Instantiate it with RegisterSchemaApplyerCache(capacity) during init time.
func RegisterSchemaApplyerCache ¶
func RegisterSchemaApplyerCache(capacity int) SchemaApplyerCache
RegisterSchemaApplyerCache allocates a process cached used by SchemaApplier.
The capacity should roughly match expected number of tables the schema applier will work on.
Must be called during init time.
type SchemaConverter ¶
type SchemaConverter struct { Desc *descriptorpb.FileDescriptorSet SourceCodeInfo map[*descriptorpb.FileDescriptorProto]SourceCodeInfoMap }
type SourceCodeInfoMap ¶
type SourceCodeInfoMap map[any]*descriptorpb.SourceCodeInfo_Location
SourceCodeInfoMap maps descriptor proto messages to source code info, if available. See also descutil.IndexSourceCodeInfo.
type Table ¶
type Table interface { FullyQualifiedName() string Metadata(ctx context.Context, opts ...bigquery.TableMetadataOption) (md *bigquery.TableMetadata, err error) Create(ctx context.Context, md *bigquery.TableMetadata) error Update(ctx context.Context, md bigquery.TableMetadataToUpdate, etag string, opts ...bigquery.TableUpdateOption) (*bigquery.TableMetadata, error) }
Table is implemented by *bigquery.Table. See its documentation for description of the methods below.
type Uploader ¶
type Uploader struct { *bigquery.Inserter // Uploader is bound to a specific table. DatasetID and Table ID are // provided for reference. DatasetID string TableID string // UploadsMetricName is a string used to create a tsmon Counter metric // for event upload attempts via Put, e.g. // "/chrome/infra/commit_queue/events/count". If unset, no metric will // be created. UploadsMetricName string // BatchSize is the max number of rows to send to BigQuery at a time. // The default is 500. BatchSize int // contains filtered or unexported fields }
Uploader contains the necessary data for streaming data to BigQuery.
func NewUploader ¶
NewUploader constructs a new Uploader struct.
DatasetID and TableID are provided to the BigQuery client to gain access to a particular table.
You may want to change the default configuration of the bigquery.Inserter. Check the documentation for more details.
Set UploadsMetricName on the resulting Uploader to use the default counter metric.
Set BatchSize to set a custom batch size.
func (*Uploader) Put ¶
Put uploads one or more rows to the BigQuery service. Put takes care of adding InsertIDs, used by BigQuery to deduplicate rows.
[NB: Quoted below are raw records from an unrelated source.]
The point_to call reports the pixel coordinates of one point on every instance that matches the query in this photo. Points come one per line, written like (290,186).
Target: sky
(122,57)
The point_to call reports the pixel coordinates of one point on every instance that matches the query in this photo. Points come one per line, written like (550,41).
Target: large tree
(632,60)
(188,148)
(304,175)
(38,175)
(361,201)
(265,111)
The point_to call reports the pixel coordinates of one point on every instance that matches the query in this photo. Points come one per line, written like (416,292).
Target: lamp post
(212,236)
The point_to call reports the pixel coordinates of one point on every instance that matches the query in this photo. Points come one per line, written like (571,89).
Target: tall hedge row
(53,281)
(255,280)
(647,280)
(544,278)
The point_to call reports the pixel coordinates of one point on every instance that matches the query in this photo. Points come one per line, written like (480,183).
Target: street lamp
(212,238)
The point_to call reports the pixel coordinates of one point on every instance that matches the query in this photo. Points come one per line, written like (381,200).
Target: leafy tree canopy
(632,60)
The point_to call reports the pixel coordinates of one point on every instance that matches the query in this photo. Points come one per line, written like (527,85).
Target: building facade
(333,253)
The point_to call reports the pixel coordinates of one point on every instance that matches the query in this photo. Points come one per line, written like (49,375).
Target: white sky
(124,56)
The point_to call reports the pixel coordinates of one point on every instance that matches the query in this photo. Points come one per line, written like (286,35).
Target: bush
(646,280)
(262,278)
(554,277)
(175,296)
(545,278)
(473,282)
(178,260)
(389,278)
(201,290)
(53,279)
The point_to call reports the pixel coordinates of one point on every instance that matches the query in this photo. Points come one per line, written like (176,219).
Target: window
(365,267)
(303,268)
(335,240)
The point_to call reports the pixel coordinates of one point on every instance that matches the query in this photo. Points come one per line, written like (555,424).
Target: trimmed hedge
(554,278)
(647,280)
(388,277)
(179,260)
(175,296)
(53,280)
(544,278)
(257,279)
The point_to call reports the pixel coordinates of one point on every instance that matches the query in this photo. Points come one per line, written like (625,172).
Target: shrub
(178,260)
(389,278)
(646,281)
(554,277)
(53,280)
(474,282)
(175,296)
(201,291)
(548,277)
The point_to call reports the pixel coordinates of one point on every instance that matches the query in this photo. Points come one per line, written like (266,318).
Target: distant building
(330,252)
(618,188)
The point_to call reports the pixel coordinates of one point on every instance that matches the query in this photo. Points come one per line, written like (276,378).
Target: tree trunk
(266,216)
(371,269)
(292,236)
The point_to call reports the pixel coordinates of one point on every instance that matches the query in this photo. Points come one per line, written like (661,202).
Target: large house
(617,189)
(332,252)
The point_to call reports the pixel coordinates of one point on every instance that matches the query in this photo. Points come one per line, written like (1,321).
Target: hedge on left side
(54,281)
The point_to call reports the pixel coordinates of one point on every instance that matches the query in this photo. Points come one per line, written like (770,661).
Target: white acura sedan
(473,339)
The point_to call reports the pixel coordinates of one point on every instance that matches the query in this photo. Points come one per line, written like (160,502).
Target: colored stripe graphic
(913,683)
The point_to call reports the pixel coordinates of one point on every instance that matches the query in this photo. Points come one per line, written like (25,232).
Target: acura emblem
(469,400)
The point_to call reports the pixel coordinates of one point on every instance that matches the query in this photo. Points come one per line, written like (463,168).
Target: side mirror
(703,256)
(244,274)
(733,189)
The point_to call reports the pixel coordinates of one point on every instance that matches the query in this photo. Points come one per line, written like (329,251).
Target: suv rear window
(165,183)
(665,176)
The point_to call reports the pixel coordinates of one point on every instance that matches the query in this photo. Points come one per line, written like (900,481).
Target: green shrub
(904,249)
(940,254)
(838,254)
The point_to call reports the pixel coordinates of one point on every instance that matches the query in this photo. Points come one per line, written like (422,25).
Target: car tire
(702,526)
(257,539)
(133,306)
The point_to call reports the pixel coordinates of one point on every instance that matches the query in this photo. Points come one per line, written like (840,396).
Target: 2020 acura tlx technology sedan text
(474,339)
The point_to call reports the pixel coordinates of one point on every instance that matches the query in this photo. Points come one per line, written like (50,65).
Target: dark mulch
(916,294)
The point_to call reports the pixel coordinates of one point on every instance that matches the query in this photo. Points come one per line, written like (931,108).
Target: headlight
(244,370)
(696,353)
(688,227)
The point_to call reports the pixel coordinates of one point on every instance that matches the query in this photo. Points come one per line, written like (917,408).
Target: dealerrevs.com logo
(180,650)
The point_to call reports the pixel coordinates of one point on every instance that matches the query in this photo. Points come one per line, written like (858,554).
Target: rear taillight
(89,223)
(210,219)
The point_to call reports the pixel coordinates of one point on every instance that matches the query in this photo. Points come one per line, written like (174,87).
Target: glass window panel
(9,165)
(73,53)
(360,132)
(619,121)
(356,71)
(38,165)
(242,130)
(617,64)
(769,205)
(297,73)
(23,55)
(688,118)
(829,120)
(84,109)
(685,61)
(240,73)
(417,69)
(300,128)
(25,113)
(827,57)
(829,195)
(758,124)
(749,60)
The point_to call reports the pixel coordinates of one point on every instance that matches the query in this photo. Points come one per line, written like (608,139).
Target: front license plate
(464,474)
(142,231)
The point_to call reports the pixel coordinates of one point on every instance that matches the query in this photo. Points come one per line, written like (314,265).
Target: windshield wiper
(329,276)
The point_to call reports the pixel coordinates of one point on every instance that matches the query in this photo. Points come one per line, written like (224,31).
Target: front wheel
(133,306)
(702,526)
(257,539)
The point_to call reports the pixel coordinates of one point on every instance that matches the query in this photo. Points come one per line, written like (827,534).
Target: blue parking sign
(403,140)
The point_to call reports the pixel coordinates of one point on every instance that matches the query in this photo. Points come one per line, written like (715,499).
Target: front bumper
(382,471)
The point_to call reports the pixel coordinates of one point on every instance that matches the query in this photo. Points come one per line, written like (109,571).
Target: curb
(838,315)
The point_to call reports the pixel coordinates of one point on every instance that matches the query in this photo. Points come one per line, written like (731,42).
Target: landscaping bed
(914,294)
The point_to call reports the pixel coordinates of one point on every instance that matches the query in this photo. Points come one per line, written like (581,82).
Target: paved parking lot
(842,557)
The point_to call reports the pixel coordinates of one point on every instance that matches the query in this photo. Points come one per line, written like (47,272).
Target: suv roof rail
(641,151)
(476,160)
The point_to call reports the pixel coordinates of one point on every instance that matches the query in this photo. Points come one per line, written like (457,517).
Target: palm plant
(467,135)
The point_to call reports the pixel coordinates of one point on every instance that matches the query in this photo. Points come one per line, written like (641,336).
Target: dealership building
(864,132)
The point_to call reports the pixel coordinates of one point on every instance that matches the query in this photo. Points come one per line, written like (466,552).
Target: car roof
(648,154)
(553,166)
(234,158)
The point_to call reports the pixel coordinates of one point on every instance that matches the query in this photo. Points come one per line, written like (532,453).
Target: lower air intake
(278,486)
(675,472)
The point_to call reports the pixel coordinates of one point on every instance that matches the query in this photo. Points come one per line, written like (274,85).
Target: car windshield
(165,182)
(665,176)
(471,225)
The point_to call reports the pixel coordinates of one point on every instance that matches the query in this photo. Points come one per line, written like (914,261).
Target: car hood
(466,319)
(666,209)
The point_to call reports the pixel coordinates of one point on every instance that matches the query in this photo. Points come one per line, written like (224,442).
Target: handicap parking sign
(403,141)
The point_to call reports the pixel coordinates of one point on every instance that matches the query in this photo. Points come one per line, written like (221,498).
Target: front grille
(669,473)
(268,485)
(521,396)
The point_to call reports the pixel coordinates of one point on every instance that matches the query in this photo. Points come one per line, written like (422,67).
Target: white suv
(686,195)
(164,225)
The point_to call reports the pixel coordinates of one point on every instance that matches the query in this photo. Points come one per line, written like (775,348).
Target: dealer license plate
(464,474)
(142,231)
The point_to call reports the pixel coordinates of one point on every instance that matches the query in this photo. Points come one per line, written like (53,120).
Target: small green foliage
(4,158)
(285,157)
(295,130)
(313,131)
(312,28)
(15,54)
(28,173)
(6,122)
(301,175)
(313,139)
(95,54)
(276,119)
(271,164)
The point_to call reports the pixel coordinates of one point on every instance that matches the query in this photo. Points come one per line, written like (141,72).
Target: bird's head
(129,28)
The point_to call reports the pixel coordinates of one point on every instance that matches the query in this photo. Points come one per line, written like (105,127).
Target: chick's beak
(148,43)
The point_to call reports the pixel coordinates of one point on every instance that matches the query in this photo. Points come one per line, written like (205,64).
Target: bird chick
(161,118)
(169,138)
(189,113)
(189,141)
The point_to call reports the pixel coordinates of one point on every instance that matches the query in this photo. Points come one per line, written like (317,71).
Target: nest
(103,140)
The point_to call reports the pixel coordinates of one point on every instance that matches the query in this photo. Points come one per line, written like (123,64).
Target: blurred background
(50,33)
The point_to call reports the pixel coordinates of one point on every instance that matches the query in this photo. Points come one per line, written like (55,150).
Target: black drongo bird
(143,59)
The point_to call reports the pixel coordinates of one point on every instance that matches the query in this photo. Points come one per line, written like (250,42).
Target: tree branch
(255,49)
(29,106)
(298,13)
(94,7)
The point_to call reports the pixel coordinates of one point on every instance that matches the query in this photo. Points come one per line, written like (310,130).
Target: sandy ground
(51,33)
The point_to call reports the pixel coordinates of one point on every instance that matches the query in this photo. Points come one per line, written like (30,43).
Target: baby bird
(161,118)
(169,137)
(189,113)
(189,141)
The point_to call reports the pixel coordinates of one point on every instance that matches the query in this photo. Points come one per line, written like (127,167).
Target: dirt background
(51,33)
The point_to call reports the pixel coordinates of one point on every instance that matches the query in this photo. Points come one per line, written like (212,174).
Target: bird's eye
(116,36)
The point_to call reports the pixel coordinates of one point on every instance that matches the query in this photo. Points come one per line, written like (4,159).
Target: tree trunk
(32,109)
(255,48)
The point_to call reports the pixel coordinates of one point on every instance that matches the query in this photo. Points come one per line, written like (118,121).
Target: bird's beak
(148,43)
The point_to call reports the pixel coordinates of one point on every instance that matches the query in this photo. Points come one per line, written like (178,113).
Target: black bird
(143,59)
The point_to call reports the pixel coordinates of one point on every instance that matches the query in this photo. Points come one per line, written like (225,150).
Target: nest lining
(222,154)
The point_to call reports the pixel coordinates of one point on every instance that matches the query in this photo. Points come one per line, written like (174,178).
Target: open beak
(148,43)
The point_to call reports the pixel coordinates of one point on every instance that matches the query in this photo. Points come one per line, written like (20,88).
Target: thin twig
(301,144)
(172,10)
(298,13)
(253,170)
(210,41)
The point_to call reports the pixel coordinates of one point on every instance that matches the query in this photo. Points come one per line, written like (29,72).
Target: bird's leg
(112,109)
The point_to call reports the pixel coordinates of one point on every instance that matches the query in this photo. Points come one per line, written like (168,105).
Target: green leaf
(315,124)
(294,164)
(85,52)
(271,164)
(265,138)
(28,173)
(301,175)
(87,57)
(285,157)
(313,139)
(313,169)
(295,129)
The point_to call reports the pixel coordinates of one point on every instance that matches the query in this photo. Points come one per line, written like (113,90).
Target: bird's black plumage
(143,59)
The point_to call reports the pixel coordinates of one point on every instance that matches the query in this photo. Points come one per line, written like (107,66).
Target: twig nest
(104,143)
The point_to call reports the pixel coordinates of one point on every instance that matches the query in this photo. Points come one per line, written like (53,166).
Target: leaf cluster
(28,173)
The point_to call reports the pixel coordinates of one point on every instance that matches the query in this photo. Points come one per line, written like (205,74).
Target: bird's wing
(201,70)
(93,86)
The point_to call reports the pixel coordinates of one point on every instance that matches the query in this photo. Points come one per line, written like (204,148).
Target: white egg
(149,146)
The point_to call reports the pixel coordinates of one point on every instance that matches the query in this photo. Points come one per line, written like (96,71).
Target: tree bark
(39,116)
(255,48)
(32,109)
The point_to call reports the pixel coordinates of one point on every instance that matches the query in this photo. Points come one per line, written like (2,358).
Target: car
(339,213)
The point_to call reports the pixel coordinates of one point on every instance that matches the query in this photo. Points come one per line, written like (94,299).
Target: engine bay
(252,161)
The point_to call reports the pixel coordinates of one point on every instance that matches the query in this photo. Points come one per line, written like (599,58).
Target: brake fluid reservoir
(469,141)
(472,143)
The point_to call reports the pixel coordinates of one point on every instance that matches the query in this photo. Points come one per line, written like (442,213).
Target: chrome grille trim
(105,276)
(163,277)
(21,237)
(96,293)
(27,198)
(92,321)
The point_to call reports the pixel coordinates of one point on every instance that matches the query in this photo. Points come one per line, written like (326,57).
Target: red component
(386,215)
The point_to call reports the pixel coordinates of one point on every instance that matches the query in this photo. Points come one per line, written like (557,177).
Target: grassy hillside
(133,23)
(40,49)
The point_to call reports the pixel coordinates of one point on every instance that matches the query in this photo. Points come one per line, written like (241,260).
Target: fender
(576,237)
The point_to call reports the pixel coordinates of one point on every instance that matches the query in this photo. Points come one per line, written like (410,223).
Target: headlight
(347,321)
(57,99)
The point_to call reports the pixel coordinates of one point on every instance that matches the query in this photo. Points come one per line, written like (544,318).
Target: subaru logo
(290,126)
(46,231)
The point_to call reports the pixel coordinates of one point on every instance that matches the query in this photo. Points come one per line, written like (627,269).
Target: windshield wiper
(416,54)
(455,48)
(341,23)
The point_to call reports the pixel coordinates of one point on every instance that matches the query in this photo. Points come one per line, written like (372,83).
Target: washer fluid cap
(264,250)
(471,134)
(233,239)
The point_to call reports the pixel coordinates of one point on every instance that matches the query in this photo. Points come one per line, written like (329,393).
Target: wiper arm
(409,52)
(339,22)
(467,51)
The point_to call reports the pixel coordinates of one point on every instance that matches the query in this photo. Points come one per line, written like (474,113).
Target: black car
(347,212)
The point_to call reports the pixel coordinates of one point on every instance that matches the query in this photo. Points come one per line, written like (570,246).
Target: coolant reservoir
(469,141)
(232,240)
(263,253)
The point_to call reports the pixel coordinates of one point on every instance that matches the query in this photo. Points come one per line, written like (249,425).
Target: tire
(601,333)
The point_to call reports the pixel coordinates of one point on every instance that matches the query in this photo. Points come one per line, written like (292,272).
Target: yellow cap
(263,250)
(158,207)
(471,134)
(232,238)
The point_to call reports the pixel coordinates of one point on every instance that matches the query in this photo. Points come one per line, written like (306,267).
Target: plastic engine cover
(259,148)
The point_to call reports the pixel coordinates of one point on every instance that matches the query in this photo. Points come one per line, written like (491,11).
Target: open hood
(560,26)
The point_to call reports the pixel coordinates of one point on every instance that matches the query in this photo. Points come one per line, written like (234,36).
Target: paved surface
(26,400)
If any rows do now match one of the expected types, Put will not attempt to upload any rows and returns an InvalidTypeError.
Put returns a PutMultiError if one or more rows failed to be uploaded. The PutMultiError contains a RowInsertionError for each failed row.
Put will retry on temporary errors. If the error persists, the call will run indefinitely. Because of this, if ctx does not have a timeout, Put will add one.
See bigquery documentation and source code for detailed information on how struct values are mapped to rows.
type Writer ¶
type Writer struct {
// contains filtered or unexported fields
}
Writer is used to export rows to BigQuery table.
func NewWriter ¶
func NewWriter( client *managedwriter.Client, tableName string, tableSchemaDescriptor *descriptorpb.DescriptorProto, ) *Writer
NewWriter creates a writer for exporting rows to the provided BigQuery table via the provided managedWriter client.
func (*Writer) AppendRowsWithDefaultStream ¶
AppendRowsWithDefaultStream write to the default stream. This does not provide exactly-once semantics (it provides at least once). The at least once semantic is similar to the legacy streaming API.